There are hidden forces at work! Look at that last word of my last entry, almost three weeks ago. Limbo. That’s where we live these days, in limbo. Over a month since Mrs. Delvecchio Schwartz died, and still no word about anything. Flo may as well have disappeared off the face of the earth. Though not one single working day has gone by without my phoning to enquire about her, and the people on the Child Welfare switchboard must know my voice at least as well as they know their own, I am no closer to knowing where she is. Yes, Miss Purcell, Florence Schwartz is healthy and happy. No, Miss Purcell, it is not our policy to allow acquaintances to visit our children until their future welfare is assured…I am in danger of losing my patience, yet I can’t lose my patience. What if they keep a record of my calls, what if one day a sharp and nasty comment from me is used against me? They already hold my youth, my lack of money and my unmarried state against me. For Flo’s sake I must remain pleasant and only suitably concerned. Oh, I wish love mattered to official worlds! But it doesn’t because it’s not a thing you can see, feel, or weigh. I understand, I do. It’s a lot easier to talk about love than put your back into it.
From Mr. Hush I hear that so far no will has turned up, that Florence Schwartz’s birth is not listed with the Registrar General, that there are no records of anyone named Delvecchio marrying anyone named Schwartz. In fact Mr. Schwartz, that shy and shadowy Jewish gentleman, appears not to exist at all. Every Schwartz on the electoral rolls has been, or will be, contacted. New South Wales has been done, but no Schwartz will admit either to Flo or to Flo’s father. There is no death certificate for any Schwartz that fits Flo’s father! After talking to Pappy, Mr. Hush thinks that our Mr. Schwartz actually had a different name, under which he was born, married, and died.
The trouble is that Pappy went to Singapore for two years—the two years which matter to the mystery of Mr. Schwartz. She remembers that someone shy and shadowy moved into what later became Harold’s room, but he didn’t impinge on her and Mrs. Delvecchio, as she called herself then, never even mentioned him. When Pappy came home, there was Mrs. Delvecchio Schwartz and newborn baby Flo. Mysteriouser and mysteriouser. Mr. Hush is enraptured.

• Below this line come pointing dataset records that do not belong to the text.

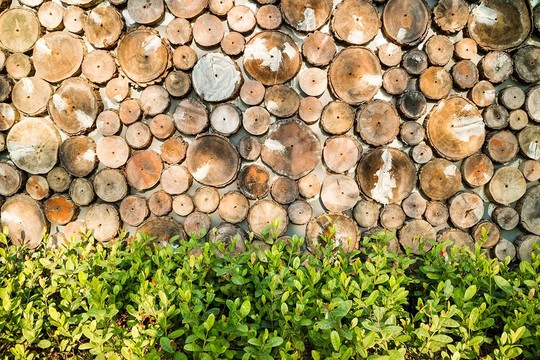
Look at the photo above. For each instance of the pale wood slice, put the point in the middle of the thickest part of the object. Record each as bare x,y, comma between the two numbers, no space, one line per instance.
143,170
386,175
160,203
291,148
492,230
254,181
58,179
416,236
268,17
143,56
477,170
134,210
103,220
483,93
451,15
37,187
30,95
500,24
110,185
395,80
455,128
392,217
19,29
191,117
78,155
318,232
183,205
507,185
466,209
435,83
11,179
341,153
355,21
440,179
233,207
272,57
212,160
529,139
309,186
355,75
173,150
502,146
319,48
75,106
206,199
24,219
60,210
310,109
377,122
436,213
33,145
81,192
406,22
412,104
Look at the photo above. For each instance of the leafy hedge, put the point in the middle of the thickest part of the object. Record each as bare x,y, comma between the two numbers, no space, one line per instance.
199,301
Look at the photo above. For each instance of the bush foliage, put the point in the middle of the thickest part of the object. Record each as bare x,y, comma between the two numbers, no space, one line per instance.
201,301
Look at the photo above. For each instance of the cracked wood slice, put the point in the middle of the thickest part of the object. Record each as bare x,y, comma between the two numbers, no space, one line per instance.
24,219
33,145
386,175
143,56
143,170
75,106
212,160
355,21
355,75
19,29
291,148
78,155
233,207
377,122
58,55
500,24
272,57
406,22
507,185
455,128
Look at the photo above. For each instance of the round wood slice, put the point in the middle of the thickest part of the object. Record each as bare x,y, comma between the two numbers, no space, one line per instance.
406,22
466,209
291,148
133,210
455,128
212,160
500,24
386,175
143,56
143,170
24,219
346,233
233,207
33,145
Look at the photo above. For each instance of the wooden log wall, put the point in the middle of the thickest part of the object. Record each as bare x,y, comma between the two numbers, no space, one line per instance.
173,117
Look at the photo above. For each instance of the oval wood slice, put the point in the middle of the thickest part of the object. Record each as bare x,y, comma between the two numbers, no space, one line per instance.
272,57
500,24
212,160
24,219
386,175
291,148
455,128
33,145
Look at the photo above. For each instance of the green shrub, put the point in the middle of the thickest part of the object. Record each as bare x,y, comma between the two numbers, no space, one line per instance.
130,300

The Public Trustee is now the guard dog of our limbo, but a most impersonal and indifferent guard dog. We have to pay our rents every four weeks by cheque or money order through the mail, quoting our Official Number. All of us understand that the guard dog is simply waiting for the incredible mess of Mrs. Delvecchio Schwartz’s affairs to be sorted out before positive measures are taken. After all, there may be a will in some doddering solicitor’s dusty files. We just wait in limbo for some sort of axe to fall.
In a funny way I’ve grown very close to Toby over these last few weeks. Life’s going well for him. Thank God it is for one of us! He got his hotel contract, he’s actually found a gallery owner who doesn’t rape artists—very unusual, he assures me—and someone in Canberra is waffling about commissioning some paintings for the Australian embassies abroad. Therefore it doesn’t matter that the robots are about to take over in his factory. The best news is that, since he only pays three quid a week for his attic, he thinks he’ll be able to keep it on as well as his shack at Wentworth Falls. I keep pushing him to let me see this mountain retreat, but he just laughs and says not until after he’s put in the septic tank and connected up the toilet. Considerate chap. If there’s one thing I hate, it’s a long drop. There are great debates about what constitutes civilisation, but I know my definition—a flushing toilet and hot water laid on to kitchen and bathroom.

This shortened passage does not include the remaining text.